| 研究概要 |
本研究では、ハブ血清由来の抗毒素蛋白質SSPのCa^<2+>チャンネル結合性神経毒Triflinとアポトーシス誘導蛋白質Hv1に対する生理的阻害能、および相互作用部位を調べることが目的である。申請書に記載した「研究実施計画」に沿って平成23年度の研究結果を以下に示す。
1.抗毒素蛋白質SSPとハブ毒素蛋白質(Hv1,Triflin)の相互作用解析
(1)BlAcoreを用いた結合解析より、SSP-1,SSP-4は、ハブ血清中に存在する抗出血因子HSFと複合体を形成後、さらにHv1と三者複合体を形成した。また、SSP-2/HSF/Triflinの三者複合体形成も確認した。この結果より、SSPは、ハブ血清蛋白質とハブ毒蛋白質に対してそれぞれ異なる相互作用部位を持つことが示唆された。
(2)SSP-1変異体解析より、SSP-1分子表面のループ上に位置するV^<29>,F^<44>は、Hv1および、HSFの結合には関与しないことがわかった。一方、βシート上に位置するW^<33>は、HSFの結合に重要であることが示唆された。
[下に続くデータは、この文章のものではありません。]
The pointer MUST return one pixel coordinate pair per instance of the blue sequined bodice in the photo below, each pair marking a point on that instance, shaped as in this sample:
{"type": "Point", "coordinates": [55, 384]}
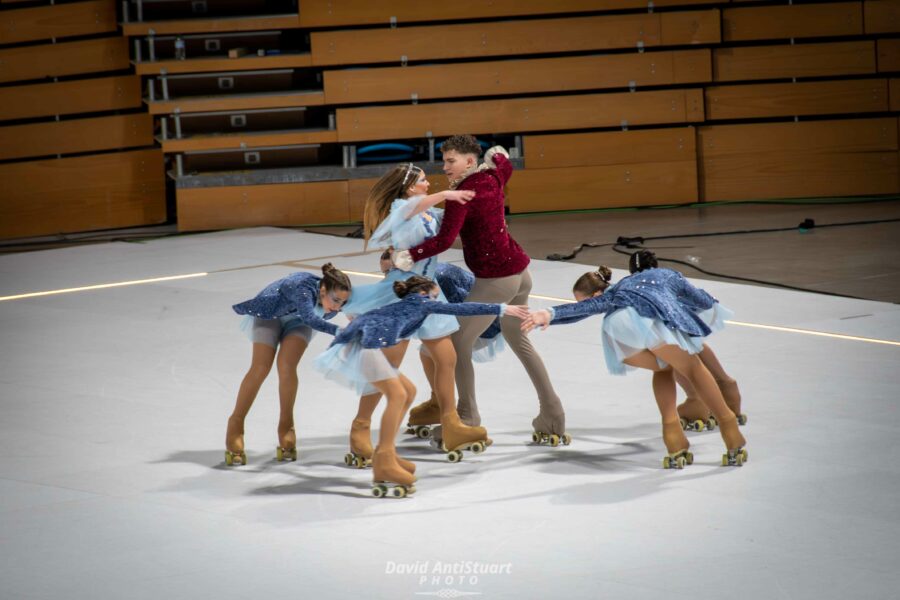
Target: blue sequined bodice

2.Hv1のアポトーシス誘導活性に対するSSP/HSF複合体の影響
SSP-1(またはSSP-4)は、HSFとの複合体の形でHv1のペプチダーゼ活性を非拮抗的に阻害した(SSP-1/HSF:ki=8.7×10^<-9>M,SSP-4/HSF:ki=5.8×10^<-7>M)。また、SSP/HSF複合体は、Hv1(50nM)が誘導するヒト膀帯血管内被細胞(HUVEC)の核の断片化やカスパーゼ3の活性化を等モルでほぼ完全に抑制した。
3.NMR化学シフト法による相互作用部位の同定
(1)無細胞蛋白質合成系より、SSP-2と結合能力を保持している^<13>C,^<15>N標識Triflinの大量調整に成功した(計3.89mg)。
(2)Triflinの主鎖シグナルの帰属を行った。また、天然SSP-2を用いた滴下実験より等量のSSP-2存在下ですべてのTriflinが強固に結合している様子が観測された(k_D=0.12nM)。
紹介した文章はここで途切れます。